Paul Newsome (Managing Director and Senior Research Analyst)
Right. So, you know, are we looking at, you know, sort of ex CAT, ex reserve development improvements? Or, you know, if we adjust all that, and, you know, maybe talking about prospectively from that perspective as well?
Frank Wilcox (CFO)
Well, right now, I mean, we see a lot of favorable trends from an operational standpoint. Number of claims coming in, number of represented claims, litigated claims.
Steve Donaghy (CEO)
... the benefit of which, which will manifest in the future, you know, and that's all coming from the favorable legislation. But as we stand here today, we're being conservative in our current accident year loss pick. So when you're looking at the larger of the two insurance entities, we're booking to a higher pick this year so far for the first nine months than we were, first nine months of last year.
Paul Newsome (Managing Director and Senior Research Analyst)
You know, could we maybe explore that a little bit more, why the loss pick is up, not down? You're pushing through an enormous amount of rate. You've had, obviously, I guess there's some peg of claims inflation in there. But then, I guess there's no benefit from potential tort reform in that peg as well. Is that kind of the way to think about it?

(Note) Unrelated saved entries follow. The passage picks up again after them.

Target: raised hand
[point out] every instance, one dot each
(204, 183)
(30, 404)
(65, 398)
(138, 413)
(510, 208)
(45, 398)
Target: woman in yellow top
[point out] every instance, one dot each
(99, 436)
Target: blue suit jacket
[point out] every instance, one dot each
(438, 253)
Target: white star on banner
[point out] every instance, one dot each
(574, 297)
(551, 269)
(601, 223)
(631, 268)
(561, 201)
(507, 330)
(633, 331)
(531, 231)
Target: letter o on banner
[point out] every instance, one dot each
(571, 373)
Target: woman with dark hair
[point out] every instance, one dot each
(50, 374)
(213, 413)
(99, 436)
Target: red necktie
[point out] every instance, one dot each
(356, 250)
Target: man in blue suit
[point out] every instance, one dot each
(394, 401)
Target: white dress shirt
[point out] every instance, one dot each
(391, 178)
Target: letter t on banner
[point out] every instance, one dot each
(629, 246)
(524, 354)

Or, is there something more to be thought of there?
Steve Donaghy (CEO)
Well, I think, Paul, we need to look at it from a conservative perspective, and as we've talked about, the legislation still has not impacted our entire book of business. So as that flows through the book of business, and as we look to the future, you know, we see a lot of very positive developments that I believe that I think will be reflected in future years. And, you know, again, when we look into the future, we look at potential rate reductions in Florida as a result of the legislation. We see a lot of positive impacts, and as you know, you know, the repurchase decision in the quarter reflects our optimism as we look forward as a result of a whole lot of things impacting our business.
Paul Newsome (Managing Director and Senior Research Analyst)
I think that's very fair. I guess the actual question is, why have a higher peg if you're pushing for, you know, I think it's like 20%-ish price increases? That would imply that the underlying claims inflation is even higher than that 20%. Is that just an overly simplified way to look at it, or, you know, putting aside the impact of tort reform?
Steve Donaghy (CEO)
Well, I think, you know, again, the rate reductions are always run 12 months in arrears, right? So this year, we had a rate indication, which was almost double the rate that we took, which reflected our optimism from the legislative changes going into the future. So we put that aside, and then I think we build conservatism into our reserves, to ensure that we have plenty of funds, moving forward to adjudicate our business and, and keep the company in the most healthy position in the future.
Paul Newsome (Managing Director and Senior Research Analyst)
Appreciate the help as always, guys. Thank you.
Steve Donaghy (CEO)
Yeah, thanks, Paul.
Operator (participant)
Thank you. I don't see any further questions in the queue. I will turn the call back to Stephen Donaghy for final comments.
Steve Donaghy (CEO)
Thank you, Carmen. Appreciate it. I'd like to thank all of our associates, consumers, our agency force, and our stakeholders for their continued support of Universal. Have a great weekend.
Operator (participant)
With that, we thank you for your participation, and you may now disconnect.